James E. Crowfoot is Professor Emeritus of the U-M Natural Resources & Environment and Urban and Regional Planning Program (1972–1994)— a dual degree program with the U-M A. Alfred Taubman College of Architecture and Urban Planning (Taubman College), and the U-M School for Environment and Sustainability (SNRE). He is also Dean Emeritus of the U-M SNRE (1982–1990), and was President of Antioch College (1994–1996). Prior to retirement, his work focused on processes of organizational and social change related to socio-environmental problems and social justice.

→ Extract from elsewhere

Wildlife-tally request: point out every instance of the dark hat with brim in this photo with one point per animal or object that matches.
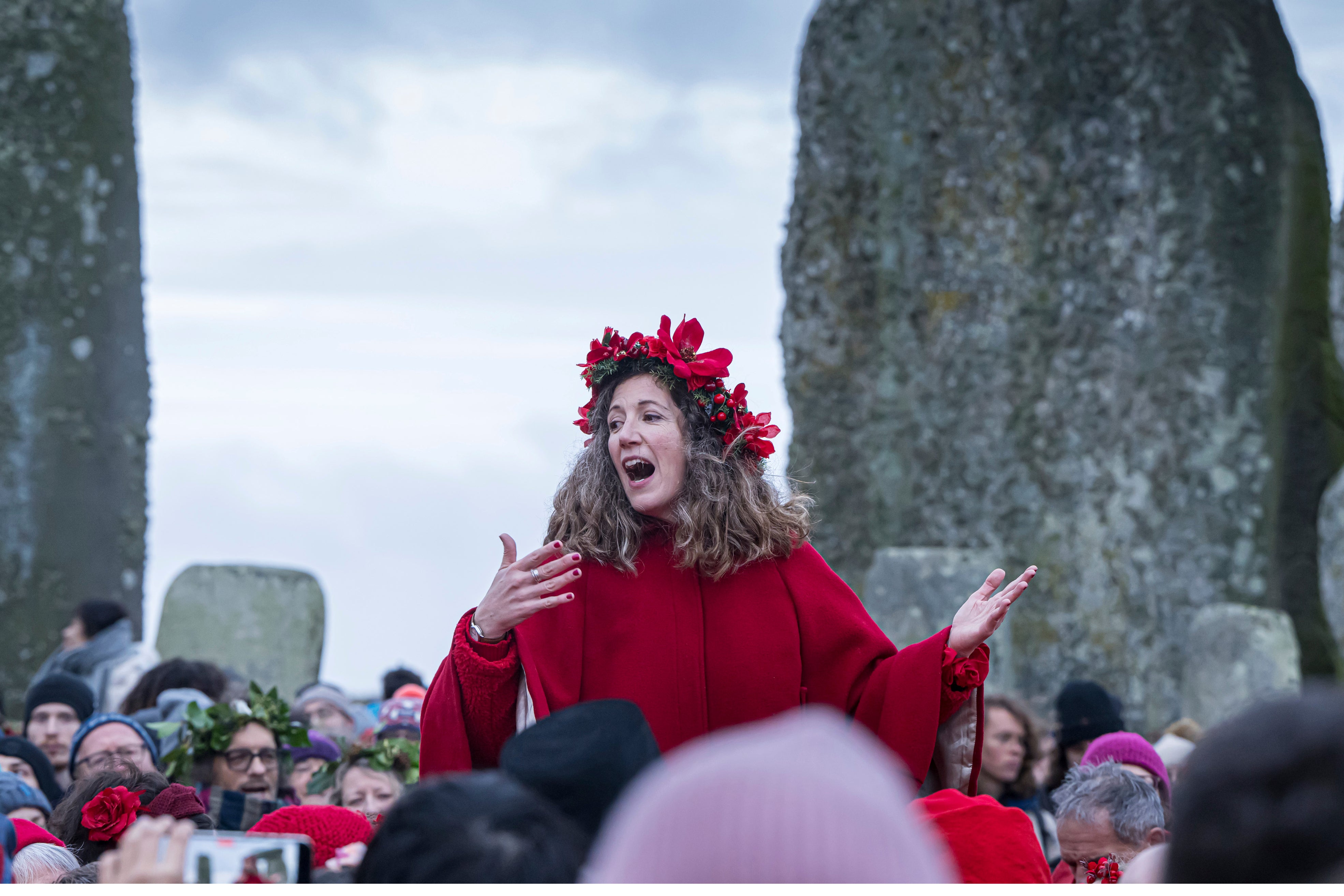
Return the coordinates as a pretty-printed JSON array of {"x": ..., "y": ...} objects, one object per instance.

He joined the School for Environment and Sustainability in 1972 as an assistant professor of natural resources and urban and regional planning. He was promoted to associate professor in 1975 and professor in 1981. Professor Crowfoot served as Dean of the School for Environment and Sustainability from 1983-90, guiding it through a challenging period of change and reorganization. During that period, he oversaw the design and implementation of major curriculum changes at all degree levels and presided over a budget reduction and downsizing of the school. He also established a new research division and fundraising program.

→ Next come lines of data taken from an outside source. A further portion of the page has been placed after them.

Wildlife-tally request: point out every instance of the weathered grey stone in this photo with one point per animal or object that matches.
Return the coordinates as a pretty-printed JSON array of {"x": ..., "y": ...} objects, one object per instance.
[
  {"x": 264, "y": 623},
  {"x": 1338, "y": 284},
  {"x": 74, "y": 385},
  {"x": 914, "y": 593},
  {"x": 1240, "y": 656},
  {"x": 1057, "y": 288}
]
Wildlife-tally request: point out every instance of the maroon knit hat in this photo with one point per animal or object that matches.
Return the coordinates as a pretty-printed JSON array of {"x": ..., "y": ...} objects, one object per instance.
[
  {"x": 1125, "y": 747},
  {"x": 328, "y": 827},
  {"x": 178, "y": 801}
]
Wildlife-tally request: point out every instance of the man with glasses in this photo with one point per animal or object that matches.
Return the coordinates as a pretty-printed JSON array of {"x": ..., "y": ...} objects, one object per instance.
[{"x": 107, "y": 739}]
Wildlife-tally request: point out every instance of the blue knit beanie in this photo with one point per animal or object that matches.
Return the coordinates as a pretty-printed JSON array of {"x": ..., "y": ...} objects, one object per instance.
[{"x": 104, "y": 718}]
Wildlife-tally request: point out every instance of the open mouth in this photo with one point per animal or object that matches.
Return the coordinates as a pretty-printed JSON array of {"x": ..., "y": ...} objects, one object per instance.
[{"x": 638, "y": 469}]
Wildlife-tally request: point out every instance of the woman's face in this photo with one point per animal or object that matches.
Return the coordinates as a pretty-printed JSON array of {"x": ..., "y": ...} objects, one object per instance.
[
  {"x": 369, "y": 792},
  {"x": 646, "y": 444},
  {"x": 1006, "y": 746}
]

From 1989 until his retirement, Professor Crowfoot was director of the Pew Scholars Program in Conservation and the Environment. He was also a co-founder and active participant in the Program in Conflict Management Alternatives. In addition, Professor Crowfoot represented the School for Environment and Sustainability on numerous University-wide committees and served in a great many capacities within the school. Professor Crowfoot’s teaching and research centered on conflict management in environmental and other social-change organizations; environmental education; and social inequities and justice.
In 1998, Crowfoot returned to the U of M as an Adjunct Professor in the then new and now continuing Undergraduate Program in the Environment and in the interdisciplinary academic U of M living learning program that includes community service. This now ongoing Michigan Community Scholars Program is where he taught seminars focused on the challenges of unsustainability from both a scientific and spiritual perspective. He taught part time in this program from 1998-2014.
Since 1998, Jim and his wife Ruth have lived in Sunward Cohousing Community, an intentional community that reflects many of their core values and social practices.